La Rana de Salamanca

En meditaciones antiguas sobre el Infierno se aplicaba a Platón y Aristóteles una sentencia fulminante: “Ay de ti, si eres alabado donde no estás y atormentado donde estás”. Se quería decir que esos genios de la filosofía eran aplaudidos en las Universidades y padecían en el Infierno.

Además de la tontería de condenar a la perdición a los dos incomparables Maestros -también había quienes los erguían hasta los pináculos del cielo- la máxima traduce bien la comedia del día a día. Un gobernante, un arquitecto, un gestor público, un educador, en el lugar donde están, en la función que ejercen, raramente son reconocidos como valores y, menos aún, elogiados. Cierto es que, a veces, les lanzan rosas e incienso, pero, tan pronto los ven lejos, los acribillan. Los homenajes que se rinden a los fallecidos no compensan los huevos podridos y las calumnias que les lanzaron durante en vida.

Me hace gracia esta manía, o simplemente mal gusto, que tienen los humanos de cerrar los ojos a la belleza y a la virtud para abrirlos a media docena de cosas repugnantes. Se nota más en dos hierbas que acechan en medio del jardín que en la maravilla prodigiosa de las flores. Si después de un partido bien dirigido durante noventa minutos el árbitro no ve un fuera de juego, aquí del rey que es ladrón e hijo de tal madre. Se mata a un ciudadano a servir a la Patria y entregándose por sus semejantes pero ese heroísmo permanece oculto, mientras todas las miradas se centran en el resultado de un pequeño error.

En la fachada de la capilla de la Universidad de Salamanca el escultor colocó allí en lo alto, casi desapercibida entre los rendimientos de piedra, una pequeña rana. Un día cuando el guía estaba ocupado en mostrarla a un grupo de turistas, pasa Unamuno y comenta: “Malo es no ver la rana. Es peor, sin embargo, ver únicamente la rana”.

De hecho, manda la elegancia y la caridad que se mire en su todo la obra maestra y no se fije tan solo la rana, el capricho, el detalle insignificante.

Es aún más inelegante mirar al prójimo con los ojos entornados o desde un ángulo incorrecto. Los seres humanos, como los vitrales, contemplándolos de manera justa, constituyen bellas imágenes, coloridas, apasionantes; pero no pasan de una amalgama de riesgos inconexos y grises cuando se los mira al revés.

En medio de la oscuridad -decía alguien- brillan siempre estrellas para quien tenga ojos para ver el firmamento; en un campo devastado brotará siempre una flor para los que saben contemplar. Bien feliz sería el mundo si las palabras “envidiar” y “competir” fueran sustituidas por “apreciar”, “aplaudir”, “engrandecer”. Tener una opinión favorable nos ayuda a continuar la escalada, multiplica las energías y aumenta considerablemente las probabilidades de éxito.
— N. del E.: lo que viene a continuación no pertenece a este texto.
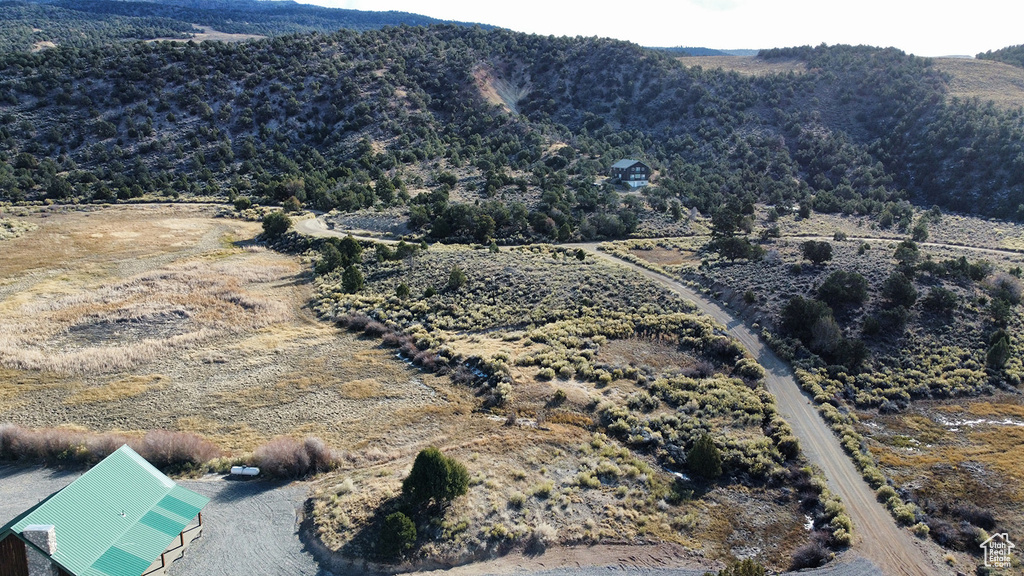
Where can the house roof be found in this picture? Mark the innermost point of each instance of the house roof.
(626, 163)
(116, 519)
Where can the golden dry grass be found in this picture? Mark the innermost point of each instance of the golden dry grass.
(118, 389)
(666, 257)
(94, 303)
(986, 80)
(751, 66)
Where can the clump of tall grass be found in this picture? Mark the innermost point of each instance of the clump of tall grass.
(288, 457)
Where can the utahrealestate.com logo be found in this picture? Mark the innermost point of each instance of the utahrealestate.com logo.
(997, 550)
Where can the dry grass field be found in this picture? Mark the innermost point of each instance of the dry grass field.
(986, 80)
(598, 376)
(750, 66)
(962, 461)
(164, 317)
(941, 424)
(128, 319)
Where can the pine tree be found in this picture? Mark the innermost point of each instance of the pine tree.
(705, 459)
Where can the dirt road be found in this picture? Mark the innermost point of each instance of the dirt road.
(252, 528)
(878, 537)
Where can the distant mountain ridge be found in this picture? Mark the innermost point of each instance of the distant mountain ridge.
(1013, 55)
(34, 25)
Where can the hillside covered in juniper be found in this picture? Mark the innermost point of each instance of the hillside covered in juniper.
(495, 133)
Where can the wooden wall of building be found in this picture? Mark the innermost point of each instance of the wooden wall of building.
(12, 559)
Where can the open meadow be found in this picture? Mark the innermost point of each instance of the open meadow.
(569, 387)
(165, 317)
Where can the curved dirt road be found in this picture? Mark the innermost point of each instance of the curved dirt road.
(877, 536)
¡Cuántos inventos se han puesto en marcha gracias a la simpatía de quienes han sabido descubrir, en el borrón imperfecto o en el embrión, la obra de arte o el germen de una creación audaz!

Como observa un buen amigo mío, no se levanta a un enfermo por la parte herida del cuerpo; ni se reconstruye un edificio a partir de un muro que se desmorona, sino que empezando por donde hay pie firme, estabilidad, seguridad.

Tenemos que imitar a las madres: con una bofetada corrigen a su hijo, lo lavan de su culpa; pero luego viene el beso, que sana y reanima.

Solo ganamos con esta actitud magnánima hacia nuestro semejante. Pues quien enciende una luz es el primero en beneficiarse de su claridad. Y luz que alumbra uno, alumbra cien o mil.